Comieco e Fipe insieme per “Rimpiattino”

È stata presentata l’iniziativa contro lo spreco di Comieco e Fipe. Il consorzio nazionale recupero e riciclo degli imballaggi a base cellulosica e la Federazione italiana pubblici esercizi hanno presentato “Rimpiattino”, l’imballaggio per cibi che ha vinto il concorso riservato alla ristorazione italiana per sostituire il termine “Doggy Bag”. Secondo gli organizzatori, “i rimpiattini in carta e cartone sbarcheranno nei primi 1.000 ristoranti in tutta Italia, ma altri 30.000 esercizi sono pronti a partecipare all’iniziativa”. Da un’indagine condotta dal centro studi Fipe su un campione di 500 aziende, fra associati e non associati Fipe, è emerso che per l’80% dei ristoratori lo spreco di cibo al ristorante è rilevante soprattutto perché i clienti non sempre mangiano tutto quello che ordinano. “È stato naturale l’incontro con Fipe – per la forza nazionale che rappresenta – e perché da’ un contributo rilevante a una campagna che può sviluppare i nuovi mezzi. E’ un’iniziativa importante che nasce dall’esperimento fatto ad Expo Milano, dove ci eravamo posti il tema di come dare una mano contro lo spreco, avendo conseguenze sui comportamenti delle persone”, ha spiegato Carlo Montalbetti, direttore generale Comieco. Le città inizialmente coinvolte dall’iniziativa, che entrerà in fase operativa nei prossimi giorni, sono: Milano, Aosta, Torino, Ferrara, Ancona, Perugia, Roma, Varese, Vicenza, Padova, Firenze, Bari e Palermo.

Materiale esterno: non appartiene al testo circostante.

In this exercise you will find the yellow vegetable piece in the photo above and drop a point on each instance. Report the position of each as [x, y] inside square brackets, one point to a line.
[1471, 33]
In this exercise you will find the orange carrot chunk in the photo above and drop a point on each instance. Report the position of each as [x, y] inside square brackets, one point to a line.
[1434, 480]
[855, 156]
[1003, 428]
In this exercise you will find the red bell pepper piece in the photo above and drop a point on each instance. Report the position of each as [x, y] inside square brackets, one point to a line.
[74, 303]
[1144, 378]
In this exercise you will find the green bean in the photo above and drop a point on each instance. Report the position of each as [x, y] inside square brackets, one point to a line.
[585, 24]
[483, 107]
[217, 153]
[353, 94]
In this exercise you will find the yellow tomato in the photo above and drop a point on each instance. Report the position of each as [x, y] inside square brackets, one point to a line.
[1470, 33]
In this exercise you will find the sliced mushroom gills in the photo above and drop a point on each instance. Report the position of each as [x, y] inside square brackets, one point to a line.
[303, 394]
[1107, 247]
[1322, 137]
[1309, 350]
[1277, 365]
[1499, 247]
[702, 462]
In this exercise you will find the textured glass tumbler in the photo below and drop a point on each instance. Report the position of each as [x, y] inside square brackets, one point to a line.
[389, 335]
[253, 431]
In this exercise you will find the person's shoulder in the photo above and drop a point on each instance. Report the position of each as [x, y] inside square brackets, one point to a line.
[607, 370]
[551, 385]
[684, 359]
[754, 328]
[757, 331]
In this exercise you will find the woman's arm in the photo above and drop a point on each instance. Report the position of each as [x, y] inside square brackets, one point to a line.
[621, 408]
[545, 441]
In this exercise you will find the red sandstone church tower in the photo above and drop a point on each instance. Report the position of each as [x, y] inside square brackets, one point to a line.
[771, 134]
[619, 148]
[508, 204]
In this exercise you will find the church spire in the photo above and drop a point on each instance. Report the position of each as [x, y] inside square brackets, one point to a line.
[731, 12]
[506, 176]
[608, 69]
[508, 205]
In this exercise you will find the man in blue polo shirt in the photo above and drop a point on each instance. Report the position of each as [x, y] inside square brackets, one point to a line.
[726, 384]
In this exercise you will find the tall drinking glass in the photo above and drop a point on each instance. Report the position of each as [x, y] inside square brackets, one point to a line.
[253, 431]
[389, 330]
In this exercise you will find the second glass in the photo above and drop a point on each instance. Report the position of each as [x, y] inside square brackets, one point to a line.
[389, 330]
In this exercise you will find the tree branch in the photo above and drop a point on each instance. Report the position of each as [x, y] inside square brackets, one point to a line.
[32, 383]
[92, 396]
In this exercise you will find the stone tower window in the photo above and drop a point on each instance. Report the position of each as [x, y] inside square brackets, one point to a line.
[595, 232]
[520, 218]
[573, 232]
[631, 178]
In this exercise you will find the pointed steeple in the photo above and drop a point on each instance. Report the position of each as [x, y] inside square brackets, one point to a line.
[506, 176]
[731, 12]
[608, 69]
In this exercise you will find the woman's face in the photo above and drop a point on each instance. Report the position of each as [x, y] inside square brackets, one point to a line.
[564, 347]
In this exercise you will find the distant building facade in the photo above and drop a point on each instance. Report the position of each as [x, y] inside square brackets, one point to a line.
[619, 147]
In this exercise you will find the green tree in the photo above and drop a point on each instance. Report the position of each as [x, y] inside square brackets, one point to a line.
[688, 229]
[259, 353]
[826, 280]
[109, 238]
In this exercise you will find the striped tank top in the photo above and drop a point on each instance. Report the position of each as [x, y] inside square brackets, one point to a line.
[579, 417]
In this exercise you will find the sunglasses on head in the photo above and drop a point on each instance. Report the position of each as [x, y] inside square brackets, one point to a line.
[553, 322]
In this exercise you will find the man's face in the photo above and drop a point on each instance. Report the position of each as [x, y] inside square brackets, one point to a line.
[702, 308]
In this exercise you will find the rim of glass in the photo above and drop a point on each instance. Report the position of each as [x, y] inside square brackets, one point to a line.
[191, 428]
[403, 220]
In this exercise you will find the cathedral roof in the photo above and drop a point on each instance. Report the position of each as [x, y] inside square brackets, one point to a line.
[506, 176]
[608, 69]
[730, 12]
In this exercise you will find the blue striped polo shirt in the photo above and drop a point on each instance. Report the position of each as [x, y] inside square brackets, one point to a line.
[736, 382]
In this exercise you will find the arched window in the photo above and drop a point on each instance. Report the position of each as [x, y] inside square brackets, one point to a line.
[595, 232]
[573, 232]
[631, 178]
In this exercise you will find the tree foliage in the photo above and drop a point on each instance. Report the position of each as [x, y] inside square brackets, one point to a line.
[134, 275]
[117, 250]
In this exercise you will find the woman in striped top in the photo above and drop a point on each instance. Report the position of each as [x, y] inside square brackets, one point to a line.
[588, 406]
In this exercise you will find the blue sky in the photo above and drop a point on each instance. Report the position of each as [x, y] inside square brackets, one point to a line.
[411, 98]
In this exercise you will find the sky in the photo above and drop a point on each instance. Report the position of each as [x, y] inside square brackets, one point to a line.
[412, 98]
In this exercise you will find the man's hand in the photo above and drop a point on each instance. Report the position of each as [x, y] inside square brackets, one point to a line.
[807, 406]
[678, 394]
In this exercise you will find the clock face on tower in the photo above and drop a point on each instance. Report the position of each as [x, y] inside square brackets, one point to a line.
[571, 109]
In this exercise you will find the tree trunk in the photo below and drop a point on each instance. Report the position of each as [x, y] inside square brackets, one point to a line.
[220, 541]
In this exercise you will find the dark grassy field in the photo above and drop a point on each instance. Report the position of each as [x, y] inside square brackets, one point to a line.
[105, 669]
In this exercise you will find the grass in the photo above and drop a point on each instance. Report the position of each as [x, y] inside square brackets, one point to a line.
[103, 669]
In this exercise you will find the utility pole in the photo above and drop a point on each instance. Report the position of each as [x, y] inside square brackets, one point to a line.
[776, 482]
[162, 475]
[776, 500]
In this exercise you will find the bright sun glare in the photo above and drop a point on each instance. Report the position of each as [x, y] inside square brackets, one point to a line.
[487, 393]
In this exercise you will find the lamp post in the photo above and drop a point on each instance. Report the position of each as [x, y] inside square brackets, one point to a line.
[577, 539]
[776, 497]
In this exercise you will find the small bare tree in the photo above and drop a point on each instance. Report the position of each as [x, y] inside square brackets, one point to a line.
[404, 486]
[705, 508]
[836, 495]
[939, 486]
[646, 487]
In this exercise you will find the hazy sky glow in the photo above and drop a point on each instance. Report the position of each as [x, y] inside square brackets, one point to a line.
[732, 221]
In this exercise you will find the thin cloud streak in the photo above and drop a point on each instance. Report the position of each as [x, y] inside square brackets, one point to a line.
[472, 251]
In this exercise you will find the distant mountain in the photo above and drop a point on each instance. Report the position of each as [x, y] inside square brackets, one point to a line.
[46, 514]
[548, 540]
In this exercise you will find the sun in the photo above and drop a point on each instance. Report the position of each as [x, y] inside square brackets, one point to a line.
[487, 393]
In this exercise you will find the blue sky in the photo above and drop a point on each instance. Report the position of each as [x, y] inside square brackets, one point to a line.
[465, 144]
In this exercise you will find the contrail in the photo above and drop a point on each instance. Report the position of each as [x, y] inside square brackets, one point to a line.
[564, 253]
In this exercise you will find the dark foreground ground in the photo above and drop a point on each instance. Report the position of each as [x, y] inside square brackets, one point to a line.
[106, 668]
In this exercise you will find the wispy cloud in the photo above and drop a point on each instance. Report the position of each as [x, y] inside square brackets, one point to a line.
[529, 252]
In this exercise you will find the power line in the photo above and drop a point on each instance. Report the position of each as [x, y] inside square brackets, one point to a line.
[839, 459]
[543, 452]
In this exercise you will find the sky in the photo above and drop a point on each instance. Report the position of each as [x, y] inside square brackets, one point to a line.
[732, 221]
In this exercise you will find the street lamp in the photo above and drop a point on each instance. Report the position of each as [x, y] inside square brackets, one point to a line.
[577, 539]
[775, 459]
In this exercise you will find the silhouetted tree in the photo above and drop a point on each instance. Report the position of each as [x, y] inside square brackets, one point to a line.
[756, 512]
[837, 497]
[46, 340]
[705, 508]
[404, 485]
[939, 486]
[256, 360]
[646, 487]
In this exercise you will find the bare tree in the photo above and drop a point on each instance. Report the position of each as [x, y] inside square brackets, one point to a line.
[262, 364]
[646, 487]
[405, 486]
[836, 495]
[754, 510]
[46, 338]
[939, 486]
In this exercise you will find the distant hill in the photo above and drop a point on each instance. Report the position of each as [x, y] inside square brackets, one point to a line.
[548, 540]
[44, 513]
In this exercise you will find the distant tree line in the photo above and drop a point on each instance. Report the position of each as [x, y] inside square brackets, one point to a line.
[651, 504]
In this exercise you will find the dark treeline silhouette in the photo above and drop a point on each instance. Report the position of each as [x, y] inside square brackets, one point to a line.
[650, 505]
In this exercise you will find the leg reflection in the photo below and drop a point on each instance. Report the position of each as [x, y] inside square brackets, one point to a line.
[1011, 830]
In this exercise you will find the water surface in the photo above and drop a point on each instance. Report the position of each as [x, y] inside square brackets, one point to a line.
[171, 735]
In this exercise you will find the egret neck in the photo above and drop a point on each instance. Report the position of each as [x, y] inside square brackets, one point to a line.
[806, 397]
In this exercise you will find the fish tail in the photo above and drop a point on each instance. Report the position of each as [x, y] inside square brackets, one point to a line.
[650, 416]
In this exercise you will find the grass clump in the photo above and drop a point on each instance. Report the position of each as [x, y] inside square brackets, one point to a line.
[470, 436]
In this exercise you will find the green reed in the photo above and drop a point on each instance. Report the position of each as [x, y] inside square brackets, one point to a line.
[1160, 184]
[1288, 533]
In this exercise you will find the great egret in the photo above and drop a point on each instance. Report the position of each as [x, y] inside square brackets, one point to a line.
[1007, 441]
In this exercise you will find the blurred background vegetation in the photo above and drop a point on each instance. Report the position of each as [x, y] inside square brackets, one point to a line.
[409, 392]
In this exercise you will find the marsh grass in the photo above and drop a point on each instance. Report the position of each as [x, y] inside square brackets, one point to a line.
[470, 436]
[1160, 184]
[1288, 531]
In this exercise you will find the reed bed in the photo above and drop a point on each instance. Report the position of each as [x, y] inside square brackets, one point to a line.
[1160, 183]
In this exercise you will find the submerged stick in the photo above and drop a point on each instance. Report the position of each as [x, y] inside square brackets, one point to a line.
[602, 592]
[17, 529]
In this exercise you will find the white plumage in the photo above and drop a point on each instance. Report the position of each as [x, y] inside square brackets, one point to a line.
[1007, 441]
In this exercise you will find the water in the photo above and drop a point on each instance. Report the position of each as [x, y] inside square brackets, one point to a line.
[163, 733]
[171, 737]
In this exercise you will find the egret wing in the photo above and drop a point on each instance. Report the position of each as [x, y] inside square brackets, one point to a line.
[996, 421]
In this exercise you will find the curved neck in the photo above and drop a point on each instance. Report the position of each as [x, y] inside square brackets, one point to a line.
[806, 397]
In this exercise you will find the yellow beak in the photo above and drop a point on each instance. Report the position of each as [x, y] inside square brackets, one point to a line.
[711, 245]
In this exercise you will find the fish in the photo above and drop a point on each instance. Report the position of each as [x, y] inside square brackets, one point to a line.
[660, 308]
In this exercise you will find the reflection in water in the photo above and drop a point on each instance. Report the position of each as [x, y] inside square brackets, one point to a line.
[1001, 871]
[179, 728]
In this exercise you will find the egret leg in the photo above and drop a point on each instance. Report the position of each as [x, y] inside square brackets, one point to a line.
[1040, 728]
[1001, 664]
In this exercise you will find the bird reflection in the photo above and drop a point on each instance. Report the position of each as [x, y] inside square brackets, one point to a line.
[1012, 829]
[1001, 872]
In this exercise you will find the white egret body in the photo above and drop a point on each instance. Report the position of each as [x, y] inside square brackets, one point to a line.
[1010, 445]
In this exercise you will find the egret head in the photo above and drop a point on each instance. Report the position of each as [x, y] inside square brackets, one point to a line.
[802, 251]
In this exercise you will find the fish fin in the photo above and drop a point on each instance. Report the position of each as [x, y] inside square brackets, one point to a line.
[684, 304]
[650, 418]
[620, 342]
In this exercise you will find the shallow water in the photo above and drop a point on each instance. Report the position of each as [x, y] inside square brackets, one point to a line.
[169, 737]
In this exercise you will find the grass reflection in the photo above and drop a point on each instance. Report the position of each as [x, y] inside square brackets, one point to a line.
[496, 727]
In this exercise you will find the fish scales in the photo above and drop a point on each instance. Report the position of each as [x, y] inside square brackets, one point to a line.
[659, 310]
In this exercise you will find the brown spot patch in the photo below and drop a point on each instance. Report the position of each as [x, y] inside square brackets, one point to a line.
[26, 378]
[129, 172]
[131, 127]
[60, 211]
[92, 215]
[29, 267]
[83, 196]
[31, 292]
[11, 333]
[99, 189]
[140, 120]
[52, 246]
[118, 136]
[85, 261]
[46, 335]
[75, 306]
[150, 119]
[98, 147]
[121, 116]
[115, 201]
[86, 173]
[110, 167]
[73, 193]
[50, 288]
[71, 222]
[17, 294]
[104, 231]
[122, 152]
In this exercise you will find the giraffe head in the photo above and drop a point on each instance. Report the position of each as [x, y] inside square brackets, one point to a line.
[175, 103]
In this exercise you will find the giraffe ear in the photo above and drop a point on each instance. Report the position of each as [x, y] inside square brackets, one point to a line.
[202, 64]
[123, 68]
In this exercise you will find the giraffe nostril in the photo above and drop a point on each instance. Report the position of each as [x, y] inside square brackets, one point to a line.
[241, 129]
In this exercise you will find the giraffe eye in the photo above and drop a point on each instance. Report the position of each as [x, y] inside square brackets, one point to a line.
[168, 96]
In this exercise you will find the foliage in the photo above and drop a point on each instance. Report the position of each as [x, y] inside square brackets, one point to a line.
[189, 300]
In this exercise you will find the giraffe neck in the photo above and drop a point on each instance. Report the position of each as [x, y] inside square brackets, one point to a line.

“Rimpiattino è a nostro parere una scelta che sintetizza perfettamente lo spirito di questa iniziativa e l’impegno messo in campo dal mondo della ristorazione contro lo spreco alimentare. Non un vero e proprio neologismo, ma un concetto che riporta alla cultura, tutta italiana, del rimpiattare, ovvero del saper rielaborare gli avanzi del giorno precedente”, ha detto nel corso della conferenza Lino Enrico Stoppani, presidente di Fipe. Secondo i ristoratori intervistati, la maggior quantità di cibo si spreca nella fase di consumo (51,6%); il 25% nella fase di preparazione e il 25,4% in magazzino. Solo una minima percentuale dei clienti decide di portare via il cibo (15,5%) e il vino (11,8%). Il 55% dei clienti non porta via il cibo per una questione di imbarazzo; il 19,5% per una questione di scomodità, il 18,3% per indifferenza, fra le altre ragioni. Infine, spiegano Comieco e Fipe, nonostante il 30% dei ristoratori conosca l’iniziativa promossa, il 92% si dichiara favorevole, mentre il 66,3% e’ pronto ad aderire. Il 33,7% non è invece interessato a partecipare all’iniziativa. (Italpress).